The flock of the future could look like a group of blue-rinsed old ladies fresh from the hairdresser. But wool’s resemblance to human hair does not stop at colour – wool and human hair follicles are very similar too. And research into wool is starting to profit from the millions that have been poured into the search for a cure for baldness. One benefit could be the disappearance of wool’s trademark itchiness, which gets worse as the fibres get thicker.

Fleece with more than 5 per cent of fibres thicker than 30 micrometres across feels scratchy, while finer-fibred fleece feels progressively softer. Wool growers have long bred for finer wool, but a controversial new theory could revolutionise their efforts by allowing breeders to predict the fineness of an animal’s wool while it is still in its mother’s womb.

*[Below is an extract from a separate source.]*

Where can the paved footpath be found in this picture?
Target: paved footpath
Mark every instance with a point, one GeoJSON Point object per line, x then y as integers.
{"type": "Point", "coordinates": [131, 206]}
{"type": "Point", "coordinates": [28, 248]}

Follicles appear on fetal skin in two main waves. The first ones pop up in a regular square pegboard pattern and produce relatively coarse fibres. The second-wave follicles develop haphazardly, branching into progressively skinnier follicles that grow finer fibres. As the density of follicles on the skin increases, the diameter of the fibres they produce falls. It’s as if any given piece of skin can produce only a certain cumulative thickness of wool, regardless of how many fibres it is divided into.

This has led Phil Moore of the University of Western Sydney to propose that fetal skin harbours a limited number of “founder cells” that can initiate follicles, and the more of these cells that go into a follicle, the coarser the resulting fibre. It appears his hunch is correct. Researchers studying human baldness have identified descendants of these founder cells, called papilla cells, in each hair follicle. If injected into skin, these cells can sprout new follicles. Moore has found that, in sheep, the more papilla cells in a follicle, the coarser its wool fibre.

So to produce finer fibres you’d have to influence the number of cells going into first-wave and second-wave follicles. “If more founder cells are left over to form the secondary follicles,” says Peter Wynn of the University of Sydney, “you end up with a more even population of follicles, the primary follicles being the same size as the secondary follicles.”

Increasing the branching of secondary follicles should also reduce fibre thickness. Wynn and Moore are collaborating to identify the founder cells and follow them through fetal development. They are aiming to identify genes that push founder cells to produce more secondary follicles, and genes that make these follicles branch more often and grow finer fibres. These genes could then be screened for and tracked in breeding programmes. Eventually, they could even be modified by transgenics.

And the genetic tinkering needn’t stop there. For years money has been poured into finding a way to grow new hair follicles to replace the old ones that are sputtering out on the shiny heads of balding men. The successful cloning of follicles could very well usher in the unthinkable: a brave new world of sheep-free wool which is grown by the metre in high-tech factories. And those outmoded sheep could be put out to pasture once and for all.

“The wool follicle is amazing,” says Wynn. “You can quite happily dissect out a follicle, float it on growth media with a couple of hormones, and grow a fibre for eight days.” The wool follicle is such an autonomous, self-sufficient organ that it will scrape together whatever nutrients it needs from its surroundings – wherever you put it. Large-scale production might mean culturing a “lawn” of dermal cells, then seeding this with immortalised papilla cells.

We are a society obsessed with hair – keeping it, removing it, or colouring it. Wool made to order by the metre somehow seems inevitable. It’s just a shame it won’t stop you receiving those tasteless Christmas jumpers.